Venue une première fois sur terre au XIIème siècle, Dunia, princesse jinnia de la Foudre, s’est éprise d’Ibn Rushd (alias Averroès), auquel elle a donné une innombrable descendance dotée de l’ADN des jinns. Lors de son second voyage, neuf siècles plus tard, non seulement son bien-aimé n’est plus que poussière mais les jinns obscurs, prosélytes du lointain radicalisme religieux de Ghazali, ont décidé d’asservir la terre une fois pour toutes. Pour assurer la victoire de la lumière sur l’ombre dans la guerre épique qu’elle va mener contre les visées coercitives de ses cruels semblables, Dunia s’adjoint le concours de quatre de ses rejetons et réactive leurs inconscients pouvoirs magiques, afin que, pendant mille et une nuits (soit : deux ans, huit mois et vingt-huit nuits), ils l’aident à faire pièce aux menées d’un ennemi répandant les fléaux du fanatisme, de la corruption, du terrorisme et du dérèglement climatique

La critique de Mr K : Une sacrée lecture que cet ouvrage de Salman Rushdie paru l’année dernière en France et que j’avais laissé échapper à mon attention. Heureusement, Noël est passé par là et le père Noël m’a permis de rattraper cet oubli ! Bien que âpre (il m’a fallu huit jours pour en venir à bout), on peut dire qu’on se trouve face à une lecture inoubliable entre érudition, récit polymorphe et critique acerbe de notre triste monde contemporain. Attention cependant, c’est un livre exigeant, qui mérite que le lecteur s’y attarde pour se laisser prendre au jeu. Si vous êtes plutôt un lecteur recherchant la légèreté et le easy-reading, passez votre chemin.

Ça faisait un petit bout de temps que je n’avais pas fréquenté cet auteur malgré deux autres volumes présents dans ma PAL et en attente que mon choix s’arrête sur eux (oui je sais, je suis cruel mais j’assume !). Dans mes lectures, j’avais notamment adoré Haroun et la mer des histoires, La Terre sous ses pieds et le fameux Les Versets sataniques qui ont tant exaspéré les intégristes de tout poil qui comme chacun sait manquent désespérément d’humour et de goût en terme de littérature. Ouvrir un volume de cet auteur, c’est la promesse d’aller à la rencontre d’un écrit foisonnant, à la langue chargée de sens et incroyablement riche. C’est aussi une invitation au voyage d’une rare force avec un discours épris d’humour, d’humanisme et de sagesse.
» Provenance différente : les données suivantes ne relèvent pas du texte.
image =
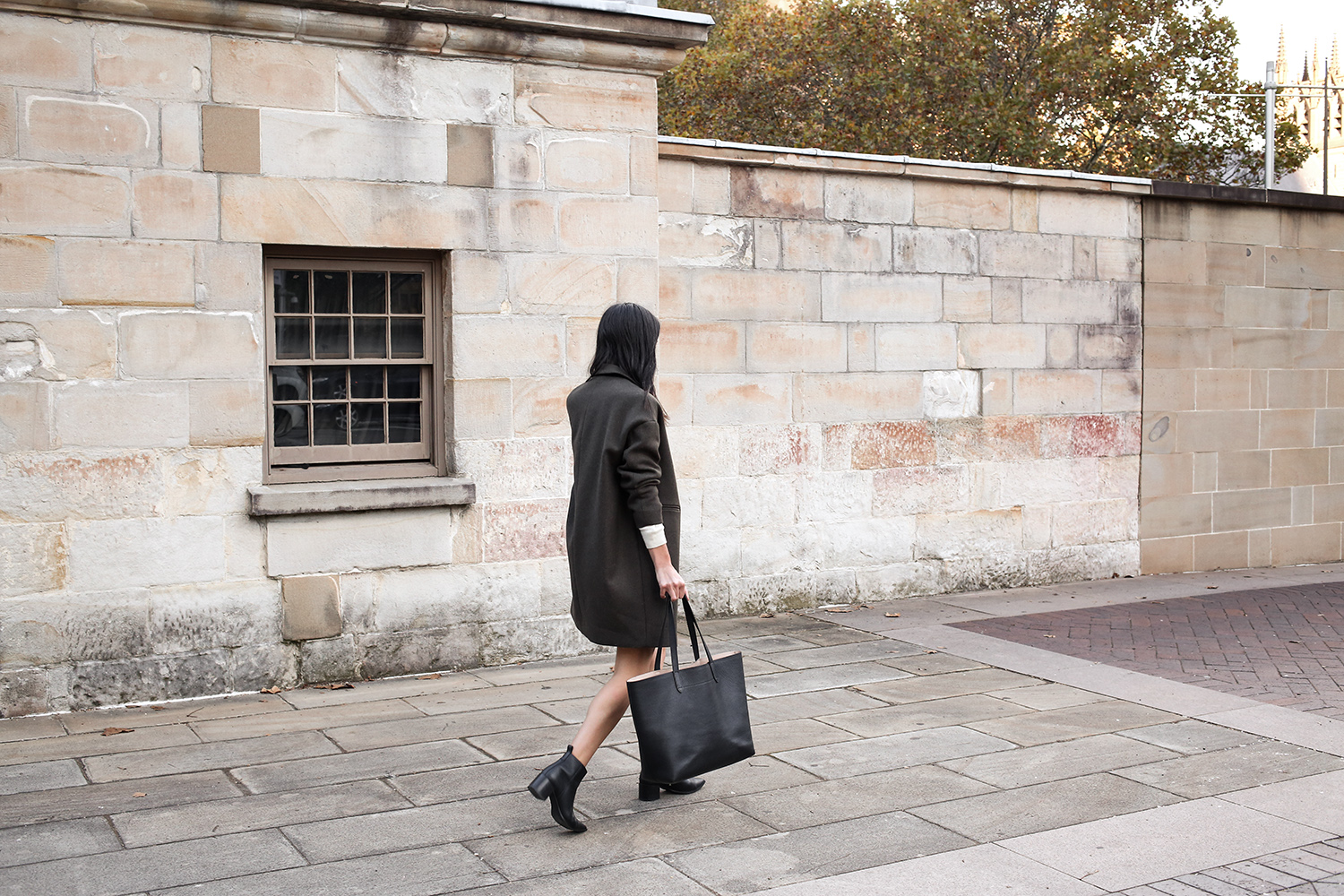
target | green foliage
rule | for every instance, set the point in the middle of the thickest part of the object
(1109, 86)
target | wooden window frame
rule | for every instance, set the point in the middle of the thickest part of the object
(328, 463)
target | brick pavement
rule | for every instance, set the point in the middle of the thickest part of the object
(1281, 645)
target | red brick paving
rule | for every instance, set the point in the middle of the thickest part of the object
(1277, 645)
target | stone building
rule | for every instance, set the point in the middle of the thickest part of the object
(293, 293)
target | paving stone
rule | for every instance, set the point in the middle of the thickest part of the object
(1191, 737)
(801, 705)
(503, 777)
(1051, 762)
(421, 872)
(40, 775)
(616, 839)
(894, 751)
(134, 871)
(1056, 804)
(820, 802)
(171, 823)
(448, 727)
(952, 684)
(352, 766)
(102, 799)
(1072, 721)
(823, 678)
(808, 853)
(203, 756)
(927, 713)
(1234, 769)
(312, 719)
(56, 840)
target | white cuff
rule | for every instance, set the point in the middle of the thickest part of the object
(653, 535)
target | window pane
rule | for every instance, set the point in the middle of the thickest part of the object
(290, 292)
(330, 424)
(328, 382)
(366, 382)
(331, 292)
(370, 293)
(408, 338)
(403, 422)
(403, 382)
(288, 383)
(332, 336)
(406, 295)
(290, 426)
(292, 338)
(366, 424)
(371, 338)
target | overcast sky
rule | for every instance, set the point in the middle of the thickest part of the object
(1304, 22)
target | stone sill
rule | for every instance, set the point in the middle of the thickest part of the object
(368, 495)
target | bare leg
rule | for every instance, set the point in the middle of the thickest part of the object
(610, 702)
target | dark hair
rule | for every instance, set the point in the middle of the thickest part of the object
(628, 336)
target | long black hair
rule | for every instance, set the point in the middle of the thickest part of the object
(628, 336)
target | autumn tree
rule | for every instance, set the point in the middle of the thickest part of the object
(1107, 86)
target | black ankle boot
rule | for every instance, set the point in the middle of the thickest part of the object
(561, 780)
(650, 791)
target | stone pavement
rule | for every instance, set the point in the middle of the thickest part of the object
(897, 754)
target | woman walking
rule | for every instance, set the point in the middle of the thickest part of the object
(623, 535)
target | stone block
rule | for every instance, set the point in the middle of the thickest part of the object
(77, 131)
(269, 73)
(796, 347)
(618, 226)
(585, 99)
(1056, 392)
(175, 206)
(507, 346)
(941, 203)
(777, 193)
(309, 607)
(755, 296)
(311, 144)
(53, 201)
(588, 164)
(371, 540)
(190, 346)
(734, 400)
(228, 413)
(916, 347)
(110, 271)
(833, 247)
(117, 554)
(408, 85)
(1013, 254)
(879, 201)
(121, 414)
(882, 297)
(155, 64)
(37, 51)
(333, 212)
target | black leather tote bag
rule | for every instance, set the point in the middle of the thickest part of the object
(690, 719)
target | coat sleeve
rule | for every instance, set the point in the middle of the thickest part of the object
(640, 473)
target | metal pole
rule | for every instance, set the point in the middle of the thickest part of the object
(1269, 125)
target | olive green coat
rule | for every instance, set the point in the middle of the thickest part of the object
(623, 481)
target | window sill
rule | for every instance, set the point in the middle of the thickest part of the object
(370, 495)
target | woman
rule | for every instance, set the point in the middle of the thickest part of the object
(623, 533)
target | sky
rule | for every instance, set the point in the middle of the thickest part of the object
(1304, 22)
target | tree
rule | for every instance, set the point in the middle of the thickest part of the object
(1107, 86)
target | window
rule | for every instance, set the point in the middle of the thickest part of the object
(352, 355)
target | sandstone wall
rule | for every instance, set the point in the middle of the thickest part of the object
(1244, 386)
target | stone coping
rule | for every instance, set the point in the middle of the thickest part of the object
(370, 495)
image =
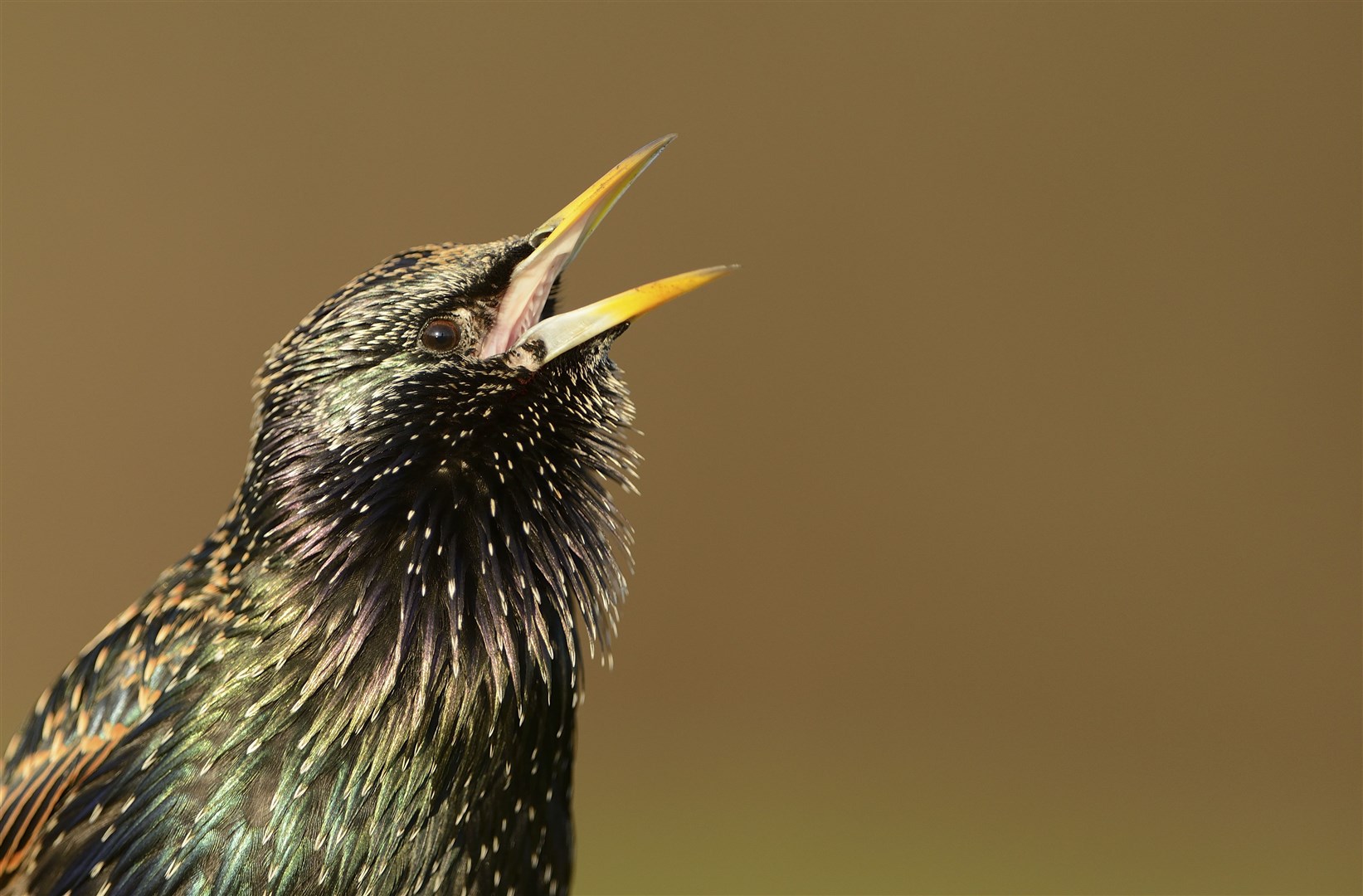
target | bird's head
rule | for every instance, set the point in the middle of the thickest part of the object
(438, 412)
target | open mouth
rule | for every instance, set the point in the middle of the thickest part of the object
(518, 332)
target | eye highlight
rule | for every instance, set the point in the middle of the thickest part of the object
(441, 336)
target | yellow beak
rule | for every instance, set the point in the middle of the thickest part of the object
(561, 239)
(555, 336)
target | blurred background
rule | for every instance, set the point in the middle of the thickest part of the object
(1000, 517)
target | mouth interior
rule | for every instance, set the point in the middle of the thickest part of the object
(532, 290)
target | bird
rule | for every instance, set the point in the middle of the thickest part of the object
(366, 678)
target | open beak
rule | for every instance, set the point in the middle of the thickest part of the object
(518, 324)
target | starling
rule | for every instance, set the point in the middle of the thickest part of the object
(364, 679)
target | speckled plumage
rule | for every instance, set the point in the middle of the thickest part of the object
(364, 679)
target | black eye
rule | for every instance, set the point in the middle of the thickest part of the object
(439, 336)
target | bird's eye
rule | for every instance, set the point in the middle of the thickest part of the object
(439, 336)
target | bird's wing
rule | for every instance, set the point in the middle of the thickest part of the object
(42, 782)
(101, 697)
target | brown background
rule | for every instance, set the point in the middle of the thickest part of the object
(1000, 519)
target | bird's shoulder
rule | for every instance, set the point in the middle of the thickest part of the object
(103, 696)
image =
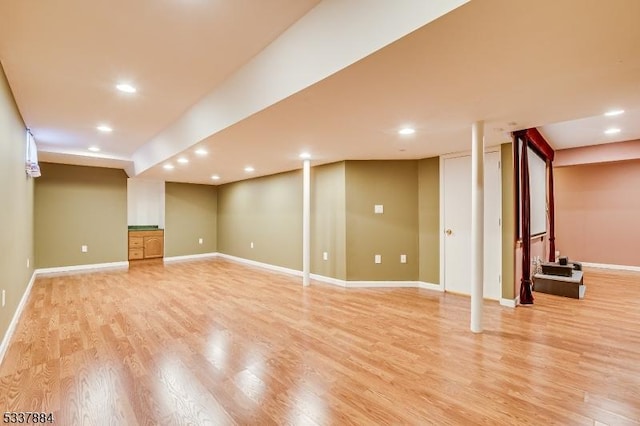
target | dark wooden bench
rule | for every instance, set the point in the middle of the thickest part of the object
(561, 286)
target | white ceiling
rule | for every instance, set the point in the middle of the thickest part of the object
(528, 62)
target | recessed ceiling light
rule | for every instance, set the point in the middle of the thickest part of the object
(406, 131)
(125, 87)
Par bien des aspects, cet ouvrage s’apparente à un récit de fin du monde, ce qui est loin de me déplaire. Une porte s’est ouverte entre le monde des jinns et celui des humains. Ces créatures divines s’amusent alors à visiter notre monde entre aventures amoureuses pour la princesse de la foudre et destructions massives pour les jinns obscurs qui laissent libre cours à leur déviance et leur volonté de semer la mort et la désolation. Difficile de vraiment résumer l’histoire tant elle s’apparente à un récit à tiroir sur fond d’apocalypse inéluctable. Sachez simplement qu’on retrouve pêle-mêle une très belle histoire d’amour qui transcende les siècles et les personnes, une lutte sans merci entre amis de longues dates, un récit mythologique cuisiné à la sauce moderne et humoristique de Rushdie et en filigrane une belle réflexion sur le genre humain et ses dérives.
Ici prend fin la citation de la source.